Oui, on a déjà mis sur pied l 'année dernière, notamment avant les JO, il y a eu beaucoup d 'actions qui ont été envisagées ou parfois menées à bien et parfois abandonnées en route, mais notamment en ce qui concerne les travailleurs sans papiers. Et donc, il y avait énormément, il y avait un énorme regain d 'activité de ce point de vue là. Il y a eu des légal team, notamment, qui ont été mises en place. Les légal team, c 'est vraiment l 'idée d 'avoir des boucles sur différents, que ce soit sur Signal, WhatsApp et autres, mais avec des équipes d 'avocats qui sont prêts à intervenir en cas de, notamment, manifestations, c 'est très courant. On a toujours des noms d 'avocats qui circulent pour, voilà, telle et telle manifestation. Voilà les numéros des avocats à contacter en cas de, justement, placement en garde à vue ou autre. Et il y avait la même chose qui a été mise en place au niveau de l 'endroit des étrangers pour, justement, toutes les actions qui étaient envisagées et où il y avait un risque finalement très élevé que ces personnes -là qui n 'ont pas de type de séjour soient contrôlées, pour pouvoir arrêter, est donc un risque très important de placement en centre de rétention, donc centre de rétention administrative, les CRA, les fameux CRA, en vue d 'être éloignés vers leur pays ou alors d 'OQTF. Et les OQTF, dans ce cas -là, on a 48 heures pour les contester. Donc, il faut trouver, il suffit que soit contestée une OQTF vendredi soir à 20h. Bon, il faut trouver un avocat qui ait le temps de faire le recours avant la fin du weekend. Donc, voilà, ça, c 'est un exemple très concret d 'avocats qui s 'organisent à la demande de collectifs. C 'est vraiment pas les avocats, c 'est pas une initiative d 'avocats, les Legal team, c 'est vraiment une initiative des collectifs, notamment des collectifs de sans -papiers, qui demandent ce soutien juridique -là. Et c 'est eux qui sont à l 'initiative de ces formes d 'organisation. Et c 'est vraiment important, en tout cas avec les quelques avocats avec qui j 'ai pu, dont je fais partie de ces Legal team. C 'est vraiment pas une initiative. C 'est pas moi qui suis aux commandes de cette initiative. On est vraiment là en soutien des intérêts de ces collectifs -là pour intervenir de la façon la plus efficace possible, mais pour leurs besoins et leurs besoins juridiques. Donc ça, c 'est un exemple concret.

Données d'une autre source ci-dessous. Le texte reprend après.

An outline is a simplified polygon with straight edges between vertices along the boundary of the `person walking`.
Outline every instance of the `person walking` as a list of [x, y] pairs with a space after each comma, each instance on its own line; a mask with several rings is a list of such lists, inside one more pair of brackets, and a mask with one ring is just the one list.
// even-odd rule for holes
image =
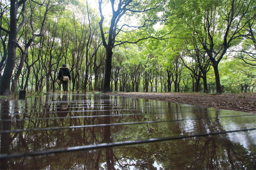
[[63, 91], [64, 92], [68, 92], [68, 80], [66, 81], [65, 79], [63, 80], [64, 76], [68, 76], [69, 80], [70, 79], [70, 72], [69, 71], [68, 68], [67, 67], [66, 64], [63, 64], [62, 67], [60, 67], [60, 71], [58, 76], [58, 79], [60, 80], [62, 84], [62, 87], [63, 88]]

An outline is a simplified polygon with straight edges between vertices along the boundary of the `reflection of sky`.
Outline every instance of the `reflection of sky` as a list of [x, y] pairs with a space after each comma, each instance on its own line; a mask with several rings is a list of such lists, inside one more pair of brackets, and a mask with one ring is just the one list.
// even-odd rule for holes
[[246, 148], [256, 150], [256, 130], [228, 133], [227, 135], [231, 141], [240, 143]]

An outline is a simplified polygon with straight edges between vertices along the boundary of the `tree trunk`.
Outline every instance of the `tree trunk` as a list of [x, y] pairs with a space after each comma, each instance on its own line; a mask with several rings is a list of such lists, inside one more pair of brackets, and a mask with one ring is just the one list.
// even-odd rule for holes
[[7, 59], [0, 83], [0, 95], [10, 95], [11, 79], [16, 59], [16, 43], [17, 42], [17, 1], [10, 1], [10, 29], [7, 45]]
[[213, 63], [212, 66], [214, 71], [215, 75], [215, 83], [216, 84], [216, 94], [221, 94], [221, 86], [220, 85], [220, 74], [218, 67], [218, 64]]
[[103, 93], [110, 92], [110, 80], [111, 78], [111, 70], [112, 69], [112, 55], [113, 52], [110, 49], [106, 49], [106, 67], [105, 68], [105, 79], [102, 91]]

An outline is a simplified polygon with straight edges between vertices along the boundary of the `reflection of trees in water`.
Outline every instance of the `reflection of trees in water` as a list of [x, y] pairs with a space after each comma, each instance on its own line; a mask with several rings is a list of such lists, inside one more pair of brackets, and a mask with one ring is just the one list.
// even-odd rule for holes
[[[62, 103], [65, 103], [66, 99], [63, 97], [62, 99], [58, 99], [52, 96], [46, 99], [43, 109], [39, 108], [37, 104], [39, 101], [37, 100], [34, 101], [34, 103], [28, 105], [30, 106], [30, 108], [33, 108], [35, 111], [37, 109], [40, 111], [27, 112], [25, 114], [21, 115], [22, 118], [25, 118], [26, 115], [26, 119], [28, 119], [28, 120], [18, 121], [20, 119], [20, 115], [17, 115], [16, 121], [12, 121], [11, 125], [10, 124], [11, 122], [6, 122], [9, 123], [10, 126], [11, 125], [18, 128], [27, 129], [188, 118], [184, 113], [186, 109], [181, 107], [179, 105], [170, 104], [169, 109], [166, 109], [169, 113], [174, 113], [161, 117], [148, 114], [155, 111], [146, 109], [150, 106], [165, 103], [164, 103], [154, 104], [148, 102], [148, 101], [143, 100], [144, 102], [142, 102], [141, 99], [131, 100], [128, 98], [121, 98], [122, 101], [118, 101], [116, 97], [108, 98], [106, 96], [102, 99], [100, 95], [73, 95], [72, 97], [71, 104], [68, 104], [68, 111], [65, 112], [66, 115], [62, 115], [61, 114], [63, 111], [61, 110], [62, 107], [52, 102], [58, 99], [62, 100]], [[81, 101], [83, 102], [81, 103]], [[122, 107], [120, 103], [123, 105]], [[126, 104], [127, 106], [123, 106]], [[157, 105], [162, 108], [166, 107]], [[128, 109], [133, 107], [140, 110], [138, 113], [128, 110], [121, 111], [116, 110], [120, 108]], [[10, 142], [8, 144], [11, 146], [12, 149], [19, 152], [24, 152], [29, 149], [47, 150], [124, 140], [177, 136], [180, 134], [186, 136], [195, 133], [206, 133], [216, 130], [224, 131], [218, 119], [200, 119], [202, 117], [202, 115], [197, 114], [199, 112], [204, 113], [204, 117], [210, 117], [207, 115], [208, 113], [207, 109], [205, 109], [199, 108], [192, 111], [194, 118], [198, 119], [196, 121], [191, 123], [195, 130], [196, 129], [199, 130], [196, 132], [193, 132], [189, 127], [186, 127], [187, 125], [184, 124], [183, 121], [177, 121], [162, 124], [105, 126], [54, 130], [31, 131], [5, 135], [12, 136], [11, 145]], [[103, 112], [99, 111], [100, 110], [106, 111]], [[180, 113], [182, 112], [183, 113]], [[136, 114], [140, 113], [143, 113]], [[114, 117], [111, 116], [126, 114], [134, 115]], [[100, 116], [103, 114], [109, 116]], [[218, 112], [215, 112], [215, 116], [216, 117], [218, 117]], [[62, 118], [63, 120], [61, 121], [60, 117], [66, 117], [66, 119]], [[4, 138], [2, 136], [2, 139]], [[4, 140], [2, 140], [2, 142], [4, 142]], [[1, 148], [2, 146], [1, 143]], [[4, 149], [3, 151], [1, 149], [1, 153], [4, 152]], [[154, 169], [156, 168], [154, 167], [155, 162], [167, 169], [242, 169], [255, 167], [254, 162], [255, 154], [242, 145], [232, 143], [224, 135], [222, 134], [219, 136], [194, 137], [126, 148], [110, 148], [60, 155], [55, 154], [44, 156], [43, 159], [37, 156], [34, 156], [31, 159], [15, 158], [8, 163], [9, 167], [12, 167], [14, 164], [12, 162], [15, 162], [15, 166], [19, 169], [45, 169], [50, 166], [53, 168], [65, 169], [84, 167], [89, 169], [114, 169], [115, 167], [129, 168], [133, 166], [135, 169]]]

Et tu penses que c 'est quelque chose qu 'il faut encourager, renouveler ce type d 'approche collective dans votre profession ?
Complètement. Déjà, pour ce qui est de toutes les questions d 'urgence, pour avoir une équipe prête à intervenir en urgence, que ce soit en manifestation ou dans d 'autres situations d 'urgence, c 'est extrêmement important. Moi, j 'ai également eu l 'occasion de travailler, notamment. En vivant à Montreuil, on côtoie tôt ou tard le milieu des squats. Et notamment, depuis la loi Kasbarian, il y a plus eu, malheureusement, d 'expulsions de squats que de créations de squats. Et donc là, pareil, très fort, vu que les personnes qui habitent dans ces milieux -là sont souvent très précarisées, on reste auprès d' elles.
Merci à vous trois pour vos témoignages on se retrouve dans un mois pour un nouveau numéro de la Barricade.